Mit dem langjährigen Stammkeeper Jentzsch, 31, war Magath schon länger nicht zufrieden Jentzsch habe "nicht die beste Vorrunde gespielt", sagt Magath: "Da braucht man nicht drumrumzureden." Simon Jentzsch war 2003 von 1860 München nach Wolfsburg gekommen, war fast immer unumstritten und galt als Eckpfeiler des Teams. Kurz bevor Magath kam, wurde sein Vertrag bis 2011 verlängert.

Dass man beim VfL tatsächlich Lehmann zu holen gedenkt, hat bisher keiner bestätigt. Zwar ist Lehmann unbestritten ein Spitzentorhüter, aber er ist auch 38 und verursacht hohe Personalkosten. Sein Jahresgehalt wird auf etwa 3,5 Millionen Euro geschätzt. Spitzenverdiener in Wolfsburg dürften auf 1,5 bis 1,8 Millionen kommen. Das brächte die Balance gehörig durcheinander.

Aber vielleicht sollte man in diesem Fall auch den Wert einkalkulieren, den eine Verpflichtung Lehmanns für das VW-Image bietet. Der Konzern hat eine schwere Zeit hinter sich mit Entlassungen, fallenden Erlösen und einem Imagedesaster namens "VW-Affäre". Das meint eine breitflächige Inanspruchnahme von Prostituierten-Dienstleistungen auf Konzernkosten von VW-Arbeitnehmervertretern, VW-Managern und Politikern.

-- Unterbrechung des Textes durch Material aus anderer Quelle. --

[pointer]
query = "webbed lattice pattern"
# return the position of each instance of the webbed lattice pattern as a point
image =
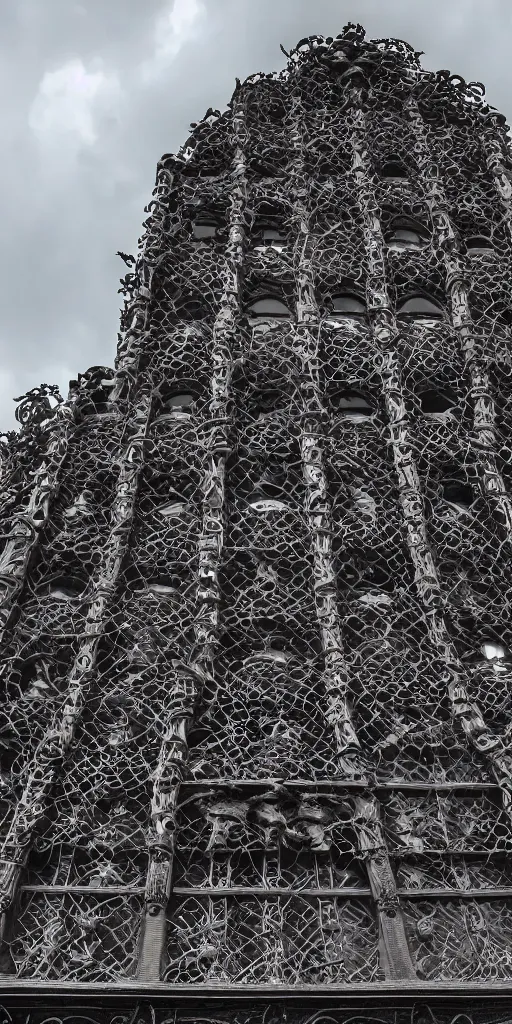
(255, 582)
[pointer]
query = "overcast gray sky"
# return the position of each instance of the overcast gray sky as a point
(94, 91)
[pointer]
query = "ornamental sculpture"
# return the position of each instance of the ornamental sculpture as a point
(254, 581)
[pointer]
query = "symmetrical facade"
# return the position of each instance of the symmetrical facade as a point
(255, 620)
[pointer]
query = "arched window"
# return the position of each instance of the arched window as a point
(205, 229)
(182, 399)
(269, 238)
(346, 304)
(351, 404)
(67, 588)
(458, 494)
(177, 406)
(436, 401)
(407, 237)
(270, 308)
(266, 504)
(479, 245)
(493, 650)
(421, 305)
(393, 170)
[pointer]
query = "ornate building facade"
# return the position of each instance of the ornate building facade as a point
(257, 650)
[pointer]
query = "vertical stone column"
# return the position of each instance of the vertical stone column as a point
(49, 758)
(317, 506)
(29, 521)
(192, 677)
(495, 145)
(465, 712)
(394, 951)
(483, 440)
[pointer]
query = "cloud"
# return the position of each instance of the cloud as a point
(69, 101)
(174, 27)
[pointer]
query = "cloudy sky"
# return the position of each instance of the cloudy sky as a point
(94, 91)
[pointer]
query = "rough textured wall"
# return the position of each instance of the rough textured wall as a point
(255, 582)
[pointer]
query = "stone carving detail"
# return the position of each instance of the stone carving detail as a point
(254, 581)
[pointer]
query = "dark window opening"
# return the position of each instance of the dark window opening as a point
(394, 170)
(177, 406)
(67, 588)
(351, 403)
(493, 650)
(458, 493)
(207, 229)
(478, 245)
(270, 307)
(407, 237)
(179, 400)
(421, 305)
(436, 401)
(346, 305)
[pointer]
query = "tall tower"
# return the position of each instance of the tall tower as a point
(257, 648)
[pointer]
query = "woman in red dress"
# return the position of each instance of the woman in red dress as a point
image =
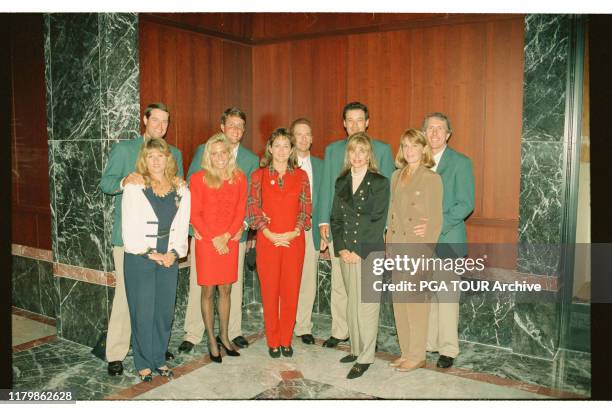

Längst macht VW zwar wieder enorme Gewinne (947 Millionen Euro nach Steuern im III. Quartal 2007), doch vor deutschen Gerichten wird immer noch wegen des Vorwurfs der "Lustreisen" auf Konzernkosten verhandelt, u.a. gegen einen Geschäftsführer des VfL. So richtig imagefördernd ist das nicht.

Allemal schöner zu kommunizieren wäre es, wenn Deutschland bei der EM mit einer Nr. 1 antreten würde, den VW zum Wohl des Vaterlandes von der Strafbank geholt hat. Auch wenn er dann ein DFB-Trikot mit einem Mercedes-Stern trägt. Bei der WM hatte man zwar mit Mike Hanke auch einen Repräsentanten, aber das kriegte praktisch keiner mit. Die Wolfsburger Nachrichten zitieren VW-Chef Winterkorn mit dem Satz: "Lehmann beim VfL ist denkbar." Und: "Wir müssen uns Gedanken machen, Torwart ist eine entscheidende Position."

Ob Lehmann tatsächlich nach Wolfsburg ginge, ist eine zweite Frage. Zum einen hat er immer wieder erklärt, er zweifle, ob es Sinn mache, seine Kinder von ihrer Londoner Schule zu nehmen. Zum anderen haben Lehmann und Magath sich vor und nach der WM 2006 etwas gekabbelt, als der damalige Bayern-Trainer klar Partei für Lehmanns Vorgänger Oliver Kahn ergriffen hatte. Möglicherweise erschließt sich einem aber auch jetzt erst ein Satz, der vor einigen Wochen für Aufsehen gesorgt hatte. Damals hatte Lehmann gesagt, dass bei einem Wechsel "vielleicht auch die Zweite Liga" in Frage käme. Vielleicht war das ja metaphorisch gesprochen und letztlich der VfL Wolfsburg gemeint.